漆をいっぺんに厚く塗ればいいのでは?と思うかもしれませんが、そうすると変にツヤになってしまって美しくならないんだとか。
また、ある程度の温度を保って焼き付けないとムラができたりするので、これもとても難しい作業のようです。

焼き漆も、真綿焼き同様にさびないための工夫だとされており「100年先200年先、長い間持たせるための作業」だそうです。

そしてやはり、見た目もさらに良くなりますよね。
このように多くの手間をかけることで、越前箪笥のなんとも言えない重厚感が生み出されているのです。

金具の厚み

福井越前小柳箪笥

厚みにも特徴が。
左は昭和頃の越前箪笥の金具です。
右の金具と比べると、若干薄いことがわかりますか?

越前箪笥は昭和に入ると一気に量産化されるようになり、それに伴って金具は薄くなり、デザインも簡素化されていきました。
しかし、現在はかつての工芸品としての越前箪笥の姿を大事にするという意識が産地全体で高まっており、小柳箪笥をはじめ、多くの工房で江戸時代と同じような、厚みのある金具が用いられています。

越前箪笥の特徴③ 漆塗り

越前箪笥の光沢のある質感は、漆塗りによるもの。
越前市のお隣、鯖江市河和田地区の伝統工芸品に越前漆器があります。
その歴史は1500年以上も前にさかのぼるといわれていますが、越前箪笥も、越前漆器の職人さんによって漆が塗られていたそうです。

時代背景も反映された車箪笥

越前箪笥には、車箪笥と呼ばれる種類のものもあります。
名前の通り、箪笥の下にこのように車輪が付いています。
福井越前小柳箪笥

江戸時代は火事が多かったため、逃げるときにすぐに持ち出せるように車がついているそうです。
そのため「車箪笥には帳簿やお金など、大事なものを入れていたのでは」と小柳さん。

また、火事と箪笥と言えば、

  • 桐箪笥は燃えにくい
  • 引き出しを閉めると真空状態になるので、中のものが燃えない

といったことも言われています。

どこまで計算して作られていたのかはわかりませんが、箪笥一つから、かつての時代背景も読み取れるのは面白いですね。

からくりのある箪笥も!

こちらは一見普通の箪笥ですが、

福井越前小柳箪笥

福井越前小柳箪笥

実は引き出しの後ろにもう一つの引き出しが隠れていました!

これはかなり単純な仕掛けですが、越前箪笥にはからくりが用いられることも多く、物によってはすごく複雑なからくりが仕掛けられていることも。

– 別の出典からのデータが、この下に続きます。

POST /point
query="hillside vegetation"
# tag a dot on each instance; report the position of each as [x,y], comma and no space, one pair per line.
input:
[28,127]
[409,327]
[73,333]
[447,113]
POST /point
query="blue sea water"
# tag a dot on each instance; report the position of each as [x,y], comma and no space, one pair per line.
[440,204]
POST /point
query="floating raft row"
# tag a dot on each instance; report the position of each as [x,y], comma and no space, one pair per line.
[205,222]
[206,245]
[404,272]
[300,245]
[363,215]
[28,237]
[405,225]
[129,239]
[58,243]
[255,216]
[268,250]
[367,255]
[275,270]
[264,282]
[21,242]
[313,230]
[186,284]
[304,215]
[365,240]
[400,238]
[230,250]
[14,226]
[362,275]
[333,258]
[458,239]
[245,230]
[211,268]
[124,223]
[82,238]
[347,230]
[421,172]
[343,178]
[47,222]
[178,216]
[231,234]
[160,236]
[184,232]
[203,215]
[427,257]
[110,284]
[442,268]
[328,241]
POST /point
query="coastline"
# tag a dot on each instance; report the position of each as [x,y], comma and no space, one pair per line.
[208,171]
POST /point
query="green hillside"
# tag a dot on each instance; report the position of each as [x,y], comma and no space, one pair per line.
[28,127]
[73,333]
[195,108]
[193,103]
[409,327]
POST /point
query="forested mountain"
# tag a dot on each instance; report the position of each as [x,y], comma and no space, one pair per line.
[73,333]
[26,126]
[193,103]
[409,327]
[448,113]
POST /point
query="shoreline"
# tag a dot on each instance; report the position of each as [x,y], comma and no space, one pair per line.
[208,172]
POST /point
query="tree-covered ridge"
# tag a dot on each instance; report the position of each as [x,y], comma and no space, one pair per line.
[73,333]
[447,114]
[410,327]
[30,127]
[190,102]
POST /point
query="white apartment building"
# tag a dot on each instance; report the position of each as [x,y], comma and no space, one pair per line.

越前箪笥に使われるからくりを図解した物を見せていただきましたが、私がちらっと見ただけでも、『はずし戸』『爪掛戸』など、10種類以上のからくりがありました。
また、時代をさかのぼればさかのぼるほど、手の込んだからくりが多いんだそうです。

鍵、車箪笥、からくり…。大切なものを守るために、箪笥にはさまざまな工夫が凝らされているんですね。

越前箪笥の歴史

最後に、越前箪笥の歴史をちょっとだけ紹介します。

江戸後期から木工技術を持った職人が現在の越前市に住むようになり、明治中期ごろに本格的なタンス造りの職人が中心となってタンス町をつくったと言われています。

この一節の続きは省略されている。